The Associated Press reports that ISIS’s former overall military strategic leader died weeks ago, leaving a vacuum many believed to be filled by Shishani. Shishani, 28, whose real name is Tarkhan Batirashvili, spent years fighting Russian military and recruiting for jihad in Georgia before leaving to join the fight in Syria and Iraq. Before his time as a jihadist, al-Shishani even served in the Georgian military, where he gained the rank of sergeant. He was discharged from the Georgian military after contracting tuberculosis, a disease he gained fighting Russia during the 2008 invasion of Georgia by the Kremlin.

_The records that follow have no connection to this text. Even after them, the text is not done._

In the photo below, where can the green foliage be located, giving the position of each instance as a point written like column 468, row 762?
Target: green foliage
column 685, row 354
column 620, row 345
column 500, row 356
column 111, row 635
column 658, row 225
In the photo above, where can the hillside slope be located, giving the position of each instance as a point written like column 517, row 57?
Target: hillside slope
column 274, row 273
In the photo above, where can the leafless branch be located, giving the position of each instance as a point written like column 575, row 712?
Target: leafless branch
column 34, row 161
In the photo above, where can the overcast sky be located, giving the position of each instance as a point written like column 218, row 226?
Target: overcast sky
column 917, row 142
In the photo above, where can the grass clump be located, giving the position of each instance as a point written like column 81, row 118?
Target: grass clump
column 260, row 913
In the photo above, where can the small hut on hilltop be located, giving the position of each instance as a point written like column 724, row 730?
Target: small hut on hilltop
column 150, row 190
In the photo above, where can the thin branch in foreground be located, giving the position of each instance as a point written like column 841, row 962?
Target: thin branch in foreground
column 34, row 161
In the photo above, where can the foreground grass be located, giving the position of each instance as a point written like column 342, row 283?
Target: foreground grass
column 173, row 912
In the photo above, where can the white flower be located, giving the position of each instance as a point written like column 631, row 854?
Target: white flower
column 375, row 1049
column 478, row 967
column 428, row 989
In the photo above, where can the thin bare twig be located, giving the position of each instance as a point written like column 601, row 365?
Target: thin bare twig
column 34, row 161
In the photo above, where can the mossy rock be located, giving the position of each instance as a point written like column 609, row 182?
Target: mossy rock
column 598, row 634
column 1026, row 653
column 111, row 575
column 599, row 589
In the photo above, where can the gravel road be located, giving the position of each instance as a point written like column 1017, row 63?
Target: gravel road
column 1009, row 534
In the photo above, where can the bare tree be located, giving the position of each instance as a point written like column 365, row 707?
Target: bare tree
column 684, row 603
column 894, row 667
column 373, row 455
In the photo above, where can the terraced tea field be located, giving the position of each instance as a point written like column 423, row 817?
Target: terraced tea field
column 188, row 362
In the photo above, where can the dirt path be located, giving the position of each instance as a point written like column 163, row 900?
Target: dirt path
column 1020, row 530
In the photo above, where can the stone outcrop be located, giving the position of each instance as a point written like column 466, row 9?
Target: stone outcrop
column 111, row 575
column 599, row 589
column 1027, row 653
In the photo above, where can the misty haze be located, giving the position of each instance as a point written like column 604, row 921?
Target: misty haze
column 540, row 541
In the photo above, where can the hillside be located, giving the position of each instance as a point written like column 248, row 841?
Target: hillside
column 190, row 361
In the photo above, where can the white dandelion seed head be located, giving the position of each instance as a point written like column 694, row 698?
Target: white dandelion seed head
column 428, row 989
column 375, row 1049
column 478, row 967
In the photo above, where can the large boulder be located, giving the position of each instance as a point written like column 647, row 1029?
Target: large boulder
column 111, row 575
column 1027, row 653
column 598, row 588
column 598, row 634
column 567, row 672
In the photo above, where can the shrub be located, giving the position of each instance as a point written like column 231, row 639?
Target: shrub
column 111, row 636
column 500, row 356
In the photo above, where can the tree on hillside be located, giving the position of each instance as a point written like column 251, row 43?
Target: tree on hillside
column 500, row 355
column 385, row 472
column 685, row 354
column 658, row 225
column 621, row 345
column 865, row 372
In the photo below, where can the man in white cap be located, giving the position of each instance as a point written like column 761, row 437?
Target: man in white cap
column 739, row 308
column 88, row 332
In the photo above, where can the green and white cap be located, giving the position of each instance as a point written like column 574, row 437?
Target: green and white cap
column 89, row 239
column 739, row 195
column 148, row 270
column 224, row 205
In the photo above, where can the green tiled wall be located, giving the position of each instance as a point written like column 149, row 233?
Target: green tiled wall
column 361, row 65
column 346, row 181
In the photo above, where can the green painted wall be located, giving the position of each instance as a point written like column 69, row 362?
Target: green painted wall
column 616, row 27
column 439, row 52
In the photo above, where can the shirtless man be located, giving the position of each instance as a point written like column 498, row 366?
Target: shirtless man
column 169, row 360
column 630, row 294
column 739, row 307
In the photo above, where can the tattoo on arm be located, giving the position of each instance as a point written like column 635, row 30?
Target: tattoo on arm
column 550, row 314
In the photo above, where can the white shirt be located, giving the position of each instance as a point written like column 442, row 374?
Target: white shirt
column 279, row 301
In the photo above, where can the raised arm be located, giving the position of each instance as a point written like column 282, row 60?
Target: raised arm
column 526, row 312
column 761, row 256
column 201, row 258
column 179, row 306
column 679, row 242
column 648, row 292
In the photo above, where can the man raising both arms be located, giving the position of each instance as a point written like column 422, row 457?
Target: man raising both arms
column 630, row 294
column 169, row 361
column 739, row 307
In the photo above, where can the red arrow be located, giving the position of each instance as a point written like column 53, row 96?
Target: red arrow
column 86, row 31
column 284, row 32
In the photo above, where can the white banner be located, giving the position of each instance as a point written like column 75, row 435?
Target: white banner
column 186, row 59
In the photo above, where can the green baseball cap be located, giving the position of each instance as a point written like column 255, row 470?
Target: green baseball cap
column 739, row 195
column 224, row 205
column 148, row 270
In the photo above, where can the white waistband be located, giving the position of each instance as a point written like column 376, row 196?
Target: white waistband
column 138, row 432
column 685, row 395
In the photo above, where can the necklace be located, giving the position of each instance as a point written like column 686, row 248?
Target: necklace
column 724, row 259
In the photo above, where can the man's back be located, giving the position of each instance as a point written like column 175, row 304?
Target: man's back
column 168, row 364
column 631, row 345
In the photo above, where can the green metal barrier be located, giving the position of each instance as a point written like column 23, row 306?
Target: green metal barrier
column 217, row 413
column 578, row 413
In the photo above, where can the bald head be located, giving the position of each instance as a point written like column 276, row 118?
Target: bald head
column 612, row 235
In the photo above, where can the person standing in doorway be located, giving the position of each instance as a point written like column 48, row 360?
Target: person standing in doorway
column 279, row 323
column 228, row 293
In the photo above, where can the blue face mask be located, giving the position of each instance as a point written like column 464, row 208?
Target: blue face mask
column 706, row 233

In the years since joining jihad, Shishani has been promoted to the military chief of the Syrian warfront – a job at which he was extremely successful. As chief of fighting in Syria, Shishani is believed to command between 500 and 1,000 troops.

Syria and Iraq, in the eyes of ISIS, are no longer separate fronts, however. After the establishment of a caliphate under al-Baghdadi, ISIS claims that the borders no longer exist. As such, many experts believe that one man could be leading both the efforts in Syria and Iraq, and that man is al-Shishani. Charles Lister, Visiting Fellow with the Brookings Doha Center, tells the Associated Press that, as ISIS’s two fronts become “more and more inter-dependent by the day, it is more than possible that someone like (al-Shishani) could assume overall military leadership.”

With the exception of the reclusive al-Baghdadi, ISIS has established an organization mostly bereft of high-profile leaders, making it more difficult for those fighting jihad to target leaders and destroy the group from the head down – as the United States has done with Al Qaeda. The rise of al-Shishani could change that, particularly as he appears frequently in videos for ISIS and, as a red-haired ethnic Chechen, is easily identified in the crowd of ethnic Arabs that make up most of ISIS.